In March 2017 part of the consignment was reported to the supplier as defective, and was to be replaced. Even as there was no agreement reached between the parties regarding replacement, in 51 October 2018 the items in question were disposed of by destruction. This disposal represented a loss as the whole consignment had been paid for, according to the report.
“In my view, the loss resulted directly from failure by the depot managers to deal with the matter immediately upon receipt of the consignment and detection of the defects. Audit inspections during visits to Selibe Phikwe, Maun, Shakawe, Ghanzi and Francistown depots had raised a number of observations on points of detail related to the maintenance of records, reconciliations of stocks and related matters, which I drew to the attention of the Accounting Officer for comments,” Letebele said in her report.
In the Southern region, a scrutiny of the records for the control of stocks of food items in the Southern Region had indicated intermittent shortages of the various items, principally Tsabana, Malutu, Sunflower Oil and Milk which was mainly due to absence of subsisting contracts for the supply of these items.

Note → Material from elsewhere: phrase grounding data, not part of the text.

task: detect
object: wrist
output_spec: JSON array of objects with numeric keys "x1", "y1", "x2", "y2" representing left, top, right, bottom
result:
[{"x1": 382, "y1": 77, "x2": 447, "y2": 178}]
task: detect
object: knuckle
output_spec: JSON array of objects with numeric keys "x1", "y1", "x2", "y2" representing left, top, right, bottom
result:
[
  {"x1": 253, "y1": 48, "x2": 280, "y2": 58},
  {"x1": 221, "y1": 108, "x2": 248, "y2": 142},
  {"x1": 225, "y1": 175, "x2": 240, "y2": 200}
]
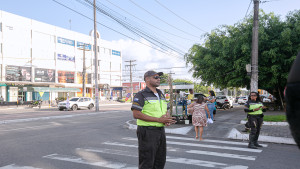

“The contract for the supply of Tsabana to all depots expired in September 2018 and was not replaced by a substantive contract. The supplier contracts for these stocks should be so managed that the expiry of one contract is immediately followed by the commencement of the next.”
Suppliers who had been contracted to supply foodstuffs had failed to do so and no timely action had been taken to redress the situation to ensure continuity of supply of the food items, the report noted.
In one case, the report highlighted that the supplier was to manufacture and supply 1 136 metric tonnes of Malutu for a 4-months period from March 2019 to June 2019, but had been unable to honour the obligation. The situation was relieved by inter-depot transfers, at additional cost in transportation and subsistence expenses.
In another case, the contract was for the supply of Sunflower Oil to Mabutsane, where the supplier had also failed to deliver. Examination of the Molepolole depot Food Issues Register had indicated a number of instances where food items consigned to the various feeding centres had been returned for a variety of reasons, including food item available; no storage space; and in other cases the whole consignments were returned, and reasons not stated.
This is an indication of lack of proper management and monitoring of the affairs of the depot, which could result in losses from frequent movements of the food items concerned.The maintenance of accounting records in the region, typically in Letlhakeng, Tsabong, and Mabutsane was less than satisfactory, according to Auditor General’s report.
In these depots a number of instances had been noted where receipts and issues had not been recorded over long periods, resulting in incorrect balances reflected in the accounting records. This is a serious weakness which could lead to or result in losses without trace or detection, and is a contravention of Supplies Regulations and Procedures, Letebele said.
Similarly, consignments of a total of 892 bags of Malutu and 3 bags of beans from Tsabong depot to different feeding centres had not been received in those centres, and are considered lost. These are also not reflected in the Statement of Losses in the Annual Statements of Accounts for the same periods.